В тёмном небе полыхнула зарница.
– Но ты убийца! – голос Лилс из нежного и звенящего вновь стал грубым и хриплым. – Хочешь сказать, что был просто рукой судьбы?
– Возможно, так, – твёрдо сказал Дилан.
Он едва помнил дядюшку Мэдока, но знал: тот хоть и растерял
уважение соседей, став горьким пьяницей и игроком, но никогда, ни разу за всю свою никчёмную жизнь, не поднял руку на женщину. Может, дядька и пить-то начал после истории с ведьмой? А что, по времени сходилось…– Может, обнимешь? – вдруг смиренно попросила Дева-Бузина, прикрыв свои страшные очи. – А я решу, простить тебя или нет. Ты ведь помнишь, что только поцелуи и объятия не могут лгать…
В сердце Элмерика вдруг закралось нехорошее предчувствие. Настроение ведьмы менялось слишком быстро, словно легкомысленный летний ветер: это было необычно.
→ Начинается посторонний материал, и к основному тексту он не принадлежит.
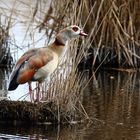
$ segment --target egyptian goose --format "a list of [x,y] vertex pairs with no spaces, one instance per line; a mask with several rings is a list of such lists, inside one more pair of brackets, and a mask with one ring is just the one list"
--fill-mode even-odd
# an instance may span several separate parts
[[32,101],[31,82],[42,83],[48,75],[53,73],[57,68],[59,57],[65,50],[66,42],[78,36],[87,36],[87,34],[78,26],[72,25],[61,30],[56,35],[55,41],[49,46],[25,52],[13,68],[8,90],[15,90],[19,84],[28,82]]

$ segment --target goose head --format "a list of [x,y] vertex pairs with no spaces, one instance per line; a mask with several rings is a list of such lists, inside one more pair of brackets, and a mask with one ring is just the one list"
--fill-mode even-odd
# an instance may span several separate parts
[[56,39],[65,44],[67,41],[71,40],[72,38],[84,36],[86,37],[87,34],[77,25],[71,25],[69,27],[64,28],[61,30]]

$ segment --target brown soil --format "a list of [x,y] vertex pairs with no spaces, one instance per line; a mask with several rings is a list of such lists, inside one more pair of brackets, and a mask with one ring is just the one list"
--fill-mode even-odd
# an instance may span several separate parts
[[58,123],[57,110],[52,102],[0,101],[0,123]]

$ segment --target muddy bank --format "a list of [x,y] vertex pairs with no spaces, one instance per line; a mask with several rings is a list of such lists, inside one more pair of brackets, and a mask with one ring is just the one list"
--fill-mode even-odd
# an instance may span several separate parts
[[0,123],[45,124],[58,123],[58,111],[52,102],[0,101]]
Может, она не обиженное умертвие, а нечто совсем иное? Тогда латунный медальон не подействует, а Дилану точно не поздоровится.
Бард осторожно потянулся к поясу, чтобы достать нож и подготовить парочку заклятий, но обнаружил лишь пустые ножны. Проклятый фейри Красные Ладошки! Заморочил голову там, у дуба, да так, что Элмерик забыл подобрать нож с земли. Впрочем, у него ещё оставалась волшебная флейта и музыка, который подвластны все, кто способен её услышать.
Дилан решительно привлёк к себе Деву-Бузину и легонько коснулся губами её губ. Элмерик успел немного удивиться, прежде, чем понял, что именно тот задумал. А хитрец держал латунную подвеску наготове. Как только их губы разомкнулись, Дилан ловким движением надел кулон на шею Лилс.
Та взвизгнула, вспугнув всех окрестных птиц, и схватилась за горло.
– Мэдок! Предатель! – сдавленно прошипела она. – А ведь Лилс почти поверила тебе! Но ничего…. Ты ещё поплатишься. Дважды я была мертва и дважды вернулась к жизни. Вернусь и в третий раз…
К ужасу Элмерика сбившееся дыхание ведьмы понемногу восстанавливалось. Кулон больше не душил, лишь ярко светился, будто раскалившись в кузнечном горне. Металл крупными каплями стекал вниз, прожигая плоть. Дева-Бузина морщилась и вскрикивала от боли, но рассыпаться прахом явно не собиралась. Её внешность тоже изменилась: чёрные волосы побелели, милые девичьи черты прорезали глубокие старческие морщины, пальцы покрылись узловатой корой. Резким движением она сорвала с Дилана защитный амулет и снова замахнулась.
Элмерик рывком поднялся на ноги.
– Беги! – крикнул он Дилану, но тот не сдвинулся с места: наверное, опять оцепенел от ужаса.
Тогда Элмерик приложил к губам флейту и заиграл. Ведьма успела лишь раз взмахнуть рукой, пытаясь дотянуться и выбить инструмент из его рук, но даже не задела волшебную флейту. Отсутствие когтя на безымянном пальце злой фейри спасло Элмерика. А потом уже сработало заклятие: воздух вокруг стал густым и вязким, будто прозрачный кисель. Казалось, само время замедлилось. Звуки музыки пусть не сразу, но заставили Дилана очнуться. Он вздрогнул, заорал в голос, сорвал с головы шапку и, бросив её оземь, бегом припустил в сторону деревни.
А Элмерик играл и играл, ведь флейта могла удерживать злобную фейри лишь пока музыка звучала. Охранная метка-птица на его щеке (подарок мастера Патрика) светилась алым, но ученик колдуна знал: от такой твари, как Дева-Бузина, это не поможет. Разве что продлит жизнь на пару мгновений.
На барда ненавидяще смотрели немигающие черные глаза, из которых всё ещё сочились алые капли. Изломанные ветви сплелись на голове уже не девы – Старухи-Бузины – в подобие венца, украшенного тёмными ягодами. В воздухе запахло грозой, набежавшие тучи закрыли луну, а над водой, громко крича, закружились чёрные птицы – предвестники смерти.